Need for more doctors part of solution
By Robert Gumbiner
South Florida Sun-Sentinel
August 15, 2007
Michael Moore’s film, Sicko, begins to expose the problem — the lack of available health care insurance in the U.S. — but does he go far enough? The number of people in the U.S. who lack health insurance is part of the problem. This number includes people who have no health insurance, people who are under insured and people who may be covered but don’t have access to health care because of the lack of available health care providers or providers who refuse to cooperate with government plans such as Medicare or Medicaid.
The real problem is the impending lack of available physicians as physicians retire and are not replaced. What good is being able to pay for health care if you can’t find anybody to provide that care?

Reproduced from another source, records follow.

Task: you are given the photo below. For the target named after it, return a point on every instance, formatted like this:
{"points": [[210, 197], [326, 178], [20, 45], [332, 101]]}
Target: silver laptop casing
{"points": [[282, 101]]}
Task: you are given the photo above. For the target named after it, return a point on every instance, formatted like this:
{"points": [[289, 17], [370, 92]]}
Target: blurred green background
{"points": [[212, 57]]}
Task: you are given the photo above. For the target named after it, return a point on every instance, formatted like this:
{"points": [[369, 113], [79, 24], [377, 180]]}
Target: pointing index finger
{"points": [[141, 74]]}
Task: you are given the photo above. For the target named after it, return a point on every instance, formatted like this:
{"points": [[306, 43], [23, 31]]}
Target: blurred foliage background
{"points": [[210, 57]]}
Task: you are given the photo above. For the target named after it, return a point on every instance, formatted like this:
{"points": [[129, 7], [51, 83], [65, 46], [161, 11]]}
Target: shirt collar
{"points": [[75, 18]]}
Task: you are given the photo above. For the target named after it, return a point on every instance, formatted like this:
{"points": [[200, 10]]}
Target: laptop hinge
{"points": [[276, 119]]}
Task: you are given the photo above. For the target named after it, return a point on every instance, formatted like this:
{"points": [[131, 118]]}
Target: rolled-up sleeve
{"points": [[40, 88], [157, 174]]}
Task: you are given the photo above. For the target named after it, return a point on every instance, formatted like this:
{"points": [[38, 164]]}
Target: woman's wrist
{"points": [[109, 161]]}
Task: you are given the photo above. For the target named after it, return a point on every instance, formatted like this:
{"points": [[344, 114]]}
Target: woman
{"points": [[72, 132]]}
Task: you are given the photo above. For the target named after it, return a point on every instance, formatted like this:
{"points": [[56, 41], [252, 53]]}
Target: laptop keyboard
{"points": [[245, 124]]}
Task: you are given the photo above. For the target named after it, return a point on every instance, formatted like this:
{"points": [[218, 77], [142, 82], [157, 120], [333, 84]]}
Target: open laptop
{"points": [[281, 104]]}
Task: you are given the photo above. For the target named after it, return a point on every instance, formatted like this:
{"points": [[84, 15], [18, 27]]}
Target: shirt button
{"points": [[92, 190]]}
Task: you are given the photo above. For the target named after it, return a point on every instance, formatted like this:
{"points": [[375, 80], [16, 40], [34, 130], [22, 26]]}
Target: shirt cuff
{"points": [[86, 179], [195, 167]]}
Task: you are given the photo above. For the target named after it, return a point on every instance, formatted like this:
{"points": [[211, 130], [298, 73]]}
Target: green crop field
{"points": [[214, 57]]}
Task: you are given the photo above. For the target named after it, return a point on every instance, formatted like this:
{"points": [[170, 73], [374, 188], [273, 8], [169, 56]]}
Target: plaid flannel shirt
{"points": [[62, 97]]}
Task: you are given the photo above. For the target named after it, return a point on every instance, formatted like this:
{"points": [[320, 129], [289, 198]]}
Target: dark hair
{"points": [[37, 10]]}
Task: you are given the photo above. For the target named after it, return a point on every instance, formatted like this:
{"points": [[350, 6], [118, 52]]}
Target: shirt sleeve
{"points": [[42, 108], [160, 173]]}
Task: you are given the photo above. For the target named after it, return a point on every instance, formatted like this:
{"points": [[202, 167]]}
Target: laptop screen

Doctors seem to be limiting their practices or retiring as fast as new doctors are produced. Then there’s the bigger problem of doctors moving to sub-specialties and super specialties. As medicine becomes more complicated, we will lose available doctors in the future. Doctors are becoming hospitalists, procedurists, super specialists, oncologists who only treat one type of cancer, dermatologists who only inject Botox, or opthomologists who specialize in one part of the eye, i.e. glaucoma. The list goes on.
What facts did Moore’s film miss? How about the fact that the Cuban system works well because they produce four times the doctors they need. Or how the British system is struggling because they are running out of British doctors and importing heavily from third world countries.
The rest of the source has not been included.